Data platforms want to become the safe place where agents reason
Nate then moves into Snowflake and Databricks, arguing that agents are only as good as the governed meaning of the data they touch. He lists the classic failure modes—wrong joins, stale docs, mistaken metrics, unauthorized retrieval—and frames Snowflake Cortex and Databricks Mosaic AI as attempts to keep agents inside the semantic layer where business truth about ARR, customers, churn, and forecasts actually lives.
Money raises the stakes fast, and Stripe knows it
Once agents can issue refunds, make purchases, or move money, the control problem becomes much more serious. Nate says Stripe is uniquely well positioned because it already sits in the middle of payments, fraud, disputes, billing, issuing, treasury, and merchant onboarding, while Visa, Mastercard, and Amex are making a different bet: proving that agent transactions can run through the same institutional trust chain as card payments.
You’re not just logging agents—you’re watching work happen
He argues observability is badly underrated because agent failures often look valid on the surface: correct syntax, wrong tool, authorized data, wrong conclusion, or loops that quietly burn tokens. That’s where Datadog, LangSmith, Braintrust, Langfuse, and AWS come in, all trying in different ways to create one operational view that ties together traces, costs, tool calls, policies, and evals.

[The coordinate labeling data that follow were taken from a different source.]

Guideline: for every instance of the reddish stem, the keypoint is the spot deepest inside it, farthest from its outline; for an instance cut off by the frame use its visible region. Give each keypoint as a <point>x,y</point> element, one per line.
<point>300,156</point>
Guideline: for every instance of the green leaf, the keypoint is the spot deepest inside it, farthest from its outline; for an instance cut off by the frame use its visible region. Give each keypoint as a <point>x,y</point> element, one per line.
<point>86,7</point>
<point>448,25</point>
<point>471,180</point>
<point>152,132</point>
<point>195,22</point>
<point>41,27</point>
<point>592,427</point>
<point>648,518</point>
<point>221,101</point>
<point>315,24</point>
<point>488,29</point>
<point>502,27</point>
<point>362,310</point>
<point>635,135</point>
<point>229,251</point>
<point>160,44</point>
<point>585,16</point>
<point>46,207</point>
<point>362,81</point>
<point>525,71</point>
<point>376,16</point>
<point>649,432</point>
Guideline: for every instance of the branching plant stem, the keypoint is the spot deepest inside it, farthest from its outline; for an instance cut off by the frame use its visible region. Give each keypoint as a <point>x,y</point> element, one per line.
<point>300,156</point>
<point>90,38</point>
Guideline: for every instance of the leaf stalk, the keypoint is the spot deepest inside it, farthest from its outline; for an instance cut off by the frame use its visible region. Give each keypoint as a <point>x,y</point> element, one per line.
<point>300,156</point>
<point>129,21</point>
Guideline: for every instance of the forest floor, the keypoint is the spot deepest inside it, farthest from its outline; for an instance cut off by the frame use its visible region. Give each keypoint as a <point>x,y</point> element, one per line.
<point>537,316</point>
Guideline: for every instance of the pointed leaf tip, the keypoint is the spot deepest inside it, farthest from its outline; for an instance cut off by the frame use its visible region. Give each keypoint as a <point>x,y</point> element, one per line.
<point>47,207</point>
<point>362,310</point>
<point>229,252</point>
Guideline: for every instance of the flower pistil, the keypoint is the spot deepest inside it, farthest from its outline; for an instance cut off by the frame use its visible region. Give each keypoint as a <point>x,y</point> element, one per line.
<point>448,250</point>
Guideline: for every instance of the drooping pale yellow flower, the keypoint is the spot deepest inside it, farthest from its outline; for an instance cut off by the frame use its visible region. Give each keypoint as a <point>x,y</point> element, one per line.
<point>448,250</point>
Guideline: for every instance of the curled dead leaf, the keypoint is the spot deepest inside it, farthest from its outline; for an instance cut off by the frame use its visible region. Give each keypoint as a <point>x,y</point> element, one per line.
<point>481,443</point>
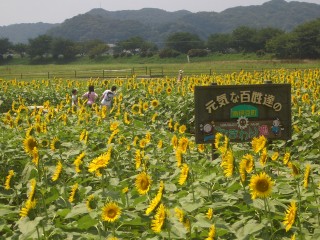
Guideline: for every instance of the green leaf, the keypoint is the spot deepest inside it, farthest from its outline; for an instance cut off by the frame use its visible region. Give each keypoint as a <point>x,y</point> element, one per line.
<point>86,222</point>
<point>27,227</point>
<point>77,210</point>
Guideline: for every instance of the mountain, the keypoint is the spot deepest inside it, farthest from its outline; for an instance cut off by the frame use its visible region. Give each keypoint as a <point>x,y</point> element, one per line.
<point>156,24</point>
<point>20,33</point>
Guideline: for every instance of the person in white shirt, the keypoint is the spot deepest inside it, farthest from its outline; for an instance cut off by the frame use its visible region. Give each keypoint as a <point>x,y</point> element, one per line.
<point>74,98</point>
<point>107,96</point>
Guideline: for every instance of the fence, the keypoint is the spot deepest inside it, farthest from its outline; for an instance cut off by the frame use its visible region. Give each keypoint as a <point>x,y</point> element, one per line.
<point>146,72</point>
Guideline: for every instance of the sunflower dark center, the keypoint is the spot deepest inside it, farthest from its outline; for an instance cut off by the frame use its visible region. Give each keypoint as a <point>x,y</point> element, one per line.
<point>144,184</point>
<point>262,185</point>
<point>111,213</point>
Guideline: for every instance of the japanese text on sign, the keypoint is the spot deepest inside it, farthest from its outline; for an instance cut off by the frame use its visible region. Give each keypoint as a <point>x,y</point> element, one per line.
<point>255,97</point>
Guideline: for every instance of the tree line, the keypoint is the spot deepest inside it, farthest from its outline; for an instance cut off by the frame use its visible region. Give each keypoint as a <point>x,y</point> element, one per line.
<point>302,42</point>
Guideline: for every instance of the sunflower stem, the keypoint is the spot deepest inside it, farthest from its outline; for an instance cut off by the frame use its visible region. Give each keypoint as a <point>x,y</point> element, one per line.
<point>267,209</point>
<point>316,198</point>
<point>299,208</point>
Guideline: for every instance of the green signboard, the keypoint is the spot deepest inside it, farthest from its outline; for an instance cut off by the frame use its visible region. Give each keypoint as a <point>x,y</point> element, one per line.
<point>243,112</point>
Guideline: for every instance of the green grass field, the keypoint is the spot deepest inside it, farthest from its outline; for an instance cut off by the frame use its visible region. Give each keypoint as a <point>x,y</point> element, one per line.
<point>101,67</point>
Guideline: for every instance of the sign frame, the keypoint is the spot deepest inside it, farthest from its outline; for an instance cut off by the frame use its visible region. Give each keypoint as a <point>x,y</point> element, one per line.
<point>242,112</point>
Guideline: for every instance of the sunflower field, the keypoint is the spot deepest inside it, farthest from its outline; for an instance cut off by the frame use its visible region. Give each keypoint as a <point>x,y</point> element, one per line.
<point>135,172</point>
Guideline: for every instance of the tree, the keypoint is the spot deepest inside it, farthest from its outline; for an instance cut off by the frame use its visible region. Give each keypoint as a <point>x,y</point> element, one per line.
<point>183,42</point>
<point>5,45</point>
<point>94,48</point>
<point>63,47</point>
<point>283,46</point>
<point>21,49</point>
<point>40,46</point>
<point>136,45</point>
<point>263,35</point>
<point>243,39</point>
<point>219,42</point>
<point>308,39</point>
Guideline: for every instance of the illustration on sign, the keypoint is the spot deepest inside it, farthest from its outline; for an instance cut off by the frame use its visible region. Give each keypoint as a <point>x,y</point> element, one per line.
<point>243,112</point>
<point>242,129</point>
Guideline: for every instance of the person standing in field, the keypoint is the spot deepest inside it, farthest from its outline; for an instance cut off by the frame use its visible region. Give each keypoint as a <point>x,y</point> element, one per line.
<point>90,95</point>
<point>107,97</point>
<point>74,98</point>
<point>180,76</point>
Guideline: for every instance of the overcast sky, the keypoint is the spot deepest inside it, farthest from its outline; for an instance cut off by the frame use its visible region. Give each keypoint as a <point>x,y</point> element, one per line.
<point>56,11</point>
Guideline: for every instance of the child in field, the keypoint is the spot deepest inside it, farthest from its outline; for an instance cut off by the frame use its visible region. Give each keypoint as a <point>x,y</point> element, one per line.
<point>74,98</point>
<point>107,96</point>
<point>90,95</point>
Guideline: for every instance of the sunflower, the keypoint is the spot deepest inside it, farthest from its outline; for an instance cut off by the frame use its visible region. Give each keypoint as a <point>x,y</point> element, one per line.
<point>145,106</point>
<point>135,109</point>
<point>8,179</point>
<point>183,144</point>
<point>30,204</point>
<point>35,156</point>
<point>73,192</point>
<point>55,144</point>
<point>174,141</point>
<point>290,216</point>
<point>156,200</point>
<point>143,143</point>
<point>258,143</point>
<point>249,163</point>
<point>275,156</point>
<point>169,90</point>
<point>159,219</point>
<point>100,161</point>
<point>183,174</point>
<point>263,156</point>
<point>295,169</point>
<point>154,103</point>
<point>154,117</point>
<point>91,202</point>
<point>182,129</point>
<point>160,144</point>
<point>217,140</point>
<point>138,158</point>
<point>143,182</point>
<point>227,163</point>
<point>260,185</point>
<point>114,126</point>
<point>57,172</point>
<point>126,118</point>
<point>212,232</point>
<point>209,213</point>
<point>201,148</point>
<point>110,212</point>
<point>179,157</point>
<point>286,158</point>
<point>44,143</point>
<point>170,123</point>
<point>306,176</point>
<point>29,144</point>
<point>78,161</point>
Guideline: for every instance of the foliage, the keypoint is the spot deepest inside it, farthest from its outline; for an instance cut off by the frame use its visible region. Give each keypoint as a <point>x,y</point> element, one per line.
<point>197,53</point>
<point>54,190</point>
<point>183,42</point>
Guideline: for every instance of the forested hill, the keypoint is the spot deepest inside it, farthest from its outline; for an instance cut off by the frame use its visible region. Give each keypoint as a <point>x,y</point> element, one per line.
<point>155,24</point>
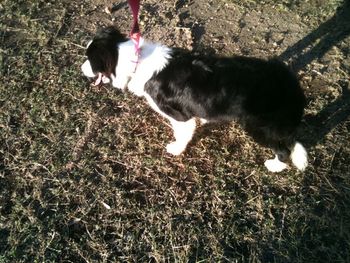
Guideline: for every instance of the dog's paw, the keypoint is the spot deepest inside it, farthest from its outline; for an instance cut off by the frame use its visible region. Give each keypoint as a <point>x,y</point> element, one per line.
<point>175,148</point>
<point>136,88</point>
<point>275,165</point>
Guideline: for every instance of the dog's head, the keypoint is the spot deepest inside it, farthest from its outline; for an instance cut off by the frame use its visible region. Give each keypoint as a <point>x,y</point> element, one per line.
<point>102,54</point>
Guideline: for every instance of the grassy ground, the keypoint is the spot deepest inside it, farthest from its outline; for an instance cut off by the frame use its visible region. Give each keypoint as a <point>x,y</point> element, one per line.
<point>84,176</point>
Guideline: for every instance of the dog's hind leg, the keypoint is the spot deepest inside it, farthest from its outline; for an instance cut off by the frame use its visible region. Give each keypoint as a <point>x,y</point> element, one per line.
<point>183,133</point>
<point>282,155</point>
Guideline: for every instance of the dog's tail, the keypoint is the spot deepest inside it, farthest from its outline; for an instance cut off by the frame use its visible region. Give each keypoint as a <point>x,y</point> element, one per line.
<point>299,156</point>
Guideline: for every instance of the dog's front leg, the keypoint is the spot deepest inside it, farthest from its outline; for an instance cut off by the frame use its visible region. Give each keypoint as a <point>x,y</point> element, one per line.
<point>183,133</point>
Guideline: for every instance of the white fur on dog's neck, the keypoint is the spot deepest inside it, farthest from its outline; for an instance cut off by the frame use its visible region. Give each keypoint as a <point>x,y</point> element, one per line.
<point>153,58</point>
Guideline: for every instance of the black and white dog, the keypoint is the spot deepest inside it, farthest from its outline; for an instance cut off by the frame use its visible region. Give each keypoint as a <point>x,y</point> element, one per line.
<point>263,96</point>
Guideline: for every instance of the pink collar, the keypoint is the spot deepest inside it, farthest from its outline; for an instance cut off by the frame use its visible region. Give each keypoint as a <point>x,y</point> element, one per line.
<point>135,34</point>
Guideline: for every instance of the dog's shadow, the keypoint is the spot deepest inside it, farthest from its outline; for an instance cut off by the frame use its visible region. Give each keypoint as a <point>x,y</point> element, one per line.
<point>302,53</point>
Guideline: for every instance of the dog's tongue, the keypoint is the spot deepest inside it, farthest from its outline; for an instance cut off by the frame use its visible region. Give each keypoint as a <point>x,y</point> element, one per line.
<point>101,78</point>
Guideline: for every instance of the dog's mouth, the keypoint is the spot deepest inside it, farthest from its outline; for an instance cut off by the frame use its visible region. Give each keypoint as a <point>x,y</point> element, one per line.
<point>100,79</point>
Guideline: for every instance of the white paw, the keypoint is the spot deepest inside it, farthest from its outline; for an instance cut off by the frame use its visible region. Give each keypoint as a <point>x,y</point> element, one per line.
<point>275,165</point>
<point>136,87</point>
<point>175,148</point>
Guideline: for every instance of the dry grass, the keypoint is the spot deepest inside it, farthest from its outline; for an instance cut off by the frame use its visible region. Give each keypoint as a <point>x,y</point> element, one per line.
<point>84,176</point>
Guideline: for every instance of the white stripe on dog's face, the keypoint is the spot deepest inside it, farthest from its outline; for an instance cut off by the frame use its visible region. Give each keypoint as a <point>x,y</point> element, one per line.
<point>87,69</point>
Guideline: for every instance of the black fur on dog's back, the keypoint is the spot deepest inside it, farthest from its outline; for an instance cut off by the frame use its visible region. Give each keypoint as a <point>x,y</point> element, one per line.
<point>264,96</point>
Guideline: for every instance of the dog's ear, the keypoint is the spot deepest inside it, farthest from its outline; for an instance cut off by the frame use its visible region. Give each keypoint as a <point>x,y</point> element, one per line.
<point>110,32</point>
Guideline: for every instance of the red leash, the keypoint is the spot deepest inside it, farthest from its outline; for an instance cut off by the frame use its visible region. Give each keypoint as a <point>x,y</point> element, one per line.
<point>135,34</point>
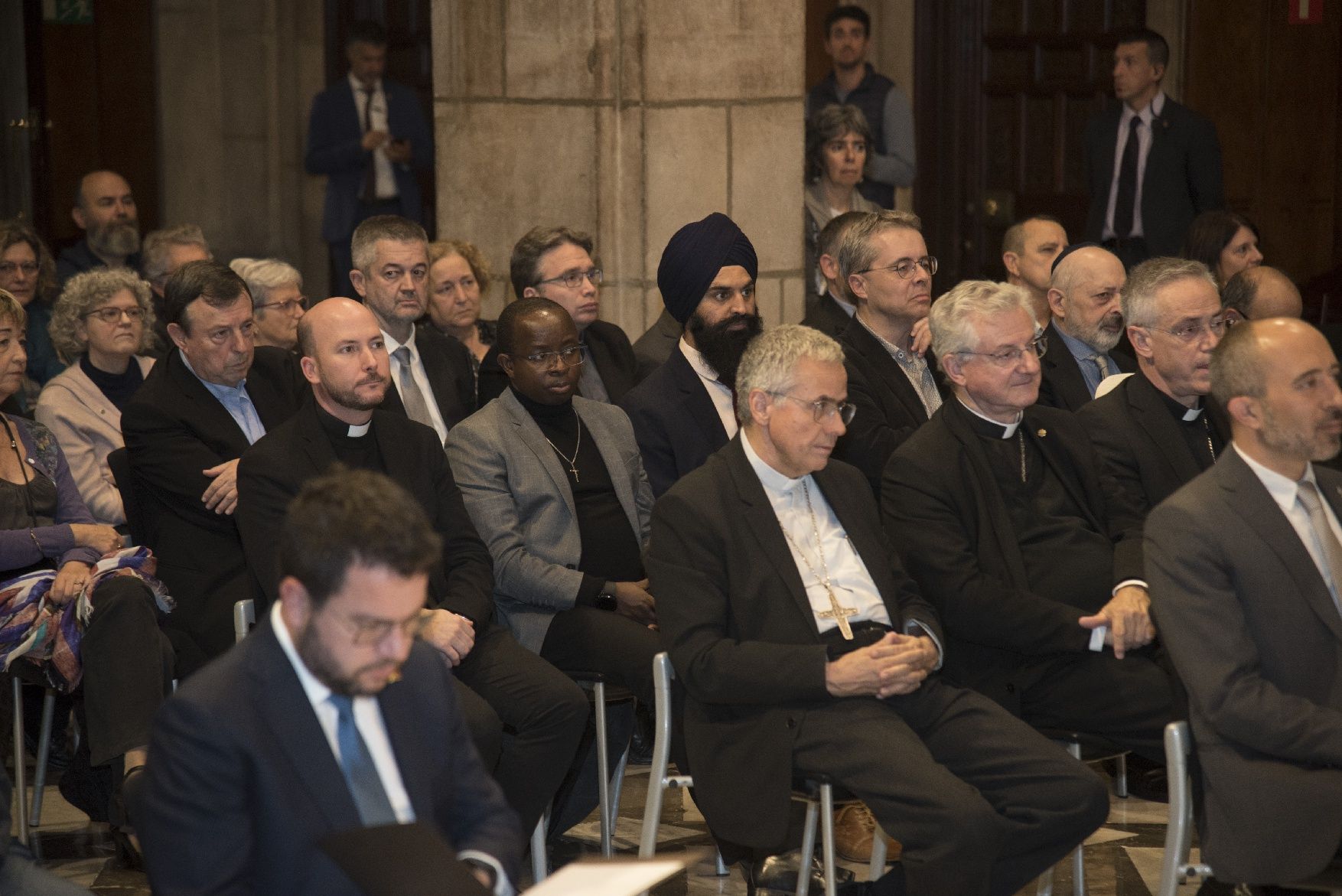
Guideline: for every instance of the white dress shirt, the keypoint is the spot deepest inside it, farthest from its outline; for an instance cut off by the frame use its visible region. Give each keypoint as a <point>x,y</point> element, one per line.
<point>420,379</point>
<point>1144,148</point>
<point>372,727</point>
<point>718,392</point>
<point>386,183</point>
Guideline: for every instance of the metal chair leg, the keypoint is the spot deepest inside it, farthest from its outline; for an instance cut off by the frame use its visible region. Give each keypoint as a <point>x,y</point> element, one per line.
<point>39,776</point>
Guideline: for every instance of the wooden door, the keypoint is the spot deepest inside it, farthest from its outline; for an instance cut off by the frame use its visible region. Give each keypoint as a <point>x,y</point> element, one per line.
<point>1004,90</point>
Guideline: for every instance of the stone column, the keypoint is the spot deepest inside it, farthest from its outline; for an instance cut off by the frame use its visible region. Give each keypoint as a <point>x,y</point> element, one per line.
<point>626,119</point>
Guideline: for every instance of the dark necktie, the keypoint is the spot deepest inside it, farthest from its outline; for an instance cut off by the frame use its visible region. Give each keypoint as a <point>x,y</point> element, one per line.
<point>1126,197</point>
<point>365,787</point>
<point>370,171</point>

The kill switch, the seven questions, and the story that makes it real
Near the end, Nate turns practical: pick one workflow—support refunds, claims, usage checks—and answer seven questions about runtime, identity, data, tools, payments, observability, and who can stop the system. He lands the point with a story from a data-team leader describing agents “hacking around” human permission structures, which captures the whole thesis: agents do not respect org charts, so your governance model has to compensate.